Dia jadi merasa Arfin makhluk paling menyebalkan di dunia.

"Tapi kemarin dia so sweet banget sama lo, tahu! Dia juga biasa aja kan lihat jerawat di wajah lo? Nggak komen apa-apa, kan? Gak kesannya illfeel atau gimana, kan?"
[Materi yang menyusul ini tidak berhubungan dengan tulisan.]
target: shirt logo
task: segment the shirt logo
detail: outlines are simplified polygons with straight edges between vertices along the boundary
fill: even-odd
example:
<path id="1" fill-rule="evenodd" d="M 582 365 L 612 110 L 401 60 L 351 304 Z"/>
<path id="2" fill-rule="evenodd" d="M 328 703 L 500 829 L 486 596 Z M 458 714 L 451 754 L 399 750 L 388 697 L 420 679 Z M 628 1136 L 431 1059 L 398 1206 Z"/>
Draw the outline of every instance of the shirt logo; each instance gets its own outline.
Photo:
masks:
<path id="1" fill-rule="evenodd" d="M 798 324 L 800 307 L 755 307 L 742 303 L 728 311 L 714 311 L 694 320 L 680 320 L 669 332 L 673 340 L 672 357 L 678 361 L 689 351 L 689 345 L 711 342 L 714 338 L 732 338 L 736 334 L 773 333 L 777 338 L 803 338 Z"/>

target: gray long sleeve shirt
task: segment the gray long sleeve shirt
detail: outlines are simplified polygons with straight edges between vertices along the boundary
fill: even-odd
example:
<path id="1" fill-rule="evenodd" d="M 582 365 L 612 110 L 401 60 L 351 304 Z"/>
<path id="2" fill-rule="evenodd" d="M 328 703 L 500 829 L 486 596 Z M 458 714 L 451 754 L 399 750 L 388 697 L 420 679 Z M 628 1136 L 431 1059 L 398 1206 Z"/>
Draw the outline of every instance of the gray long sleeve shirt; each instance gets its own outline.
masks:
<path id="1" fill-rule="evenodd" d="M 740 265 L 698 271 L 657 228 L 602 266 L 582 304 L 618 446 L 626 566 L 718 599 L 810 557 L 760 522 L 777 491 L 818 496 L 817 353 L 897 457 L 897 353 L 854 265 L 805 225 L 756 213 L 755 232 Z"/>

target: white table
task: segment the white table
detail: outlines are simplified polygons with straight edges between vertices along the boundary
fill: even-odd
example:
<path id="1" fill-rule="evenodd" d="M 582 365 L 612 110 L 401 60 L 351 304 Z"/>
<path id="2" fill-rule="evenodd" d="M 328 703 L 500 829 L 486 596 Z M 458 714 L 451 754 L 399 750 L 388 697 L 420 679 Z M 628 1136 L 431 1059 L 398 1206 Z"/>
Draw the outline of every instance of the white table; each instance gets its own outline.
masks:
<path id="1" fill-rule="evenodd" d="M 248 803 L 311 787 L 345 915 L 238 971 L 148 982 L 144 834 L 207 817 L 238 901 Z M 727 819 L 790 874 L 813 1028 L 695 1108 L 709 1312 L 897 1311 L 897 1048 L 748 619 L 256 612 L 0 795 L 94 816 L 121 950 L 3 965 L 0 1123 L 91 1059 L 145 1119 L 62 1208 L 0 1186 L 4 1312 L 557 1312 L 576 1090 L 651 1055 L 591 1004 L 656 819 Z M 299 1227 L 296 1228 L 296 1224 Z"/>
Impulsif Marsha mengangkat tangan untuk menyentuh jerawatnya, tapi sebelum tangannya sampai Mona sudah keburu berseru, "Jangan dipegang!"

Terkejut, Marsha buru-buru menurunkan tangannya. "Semoga obat totol yang lo kasih  tadi ampuh deh, kalau perlu besok jerawat gue udah hilang."

"Moga aja, ya.Biar lo nggak nyalahin gue mulu."

Marsha nyengir.

"Menurut lo videonya bagus, gak? Editannya rapi, kan?" tanya Mona kemudian.

"Sebenernya... gue belum nonton." Marsha tertawa geli. "Kuota gue habis."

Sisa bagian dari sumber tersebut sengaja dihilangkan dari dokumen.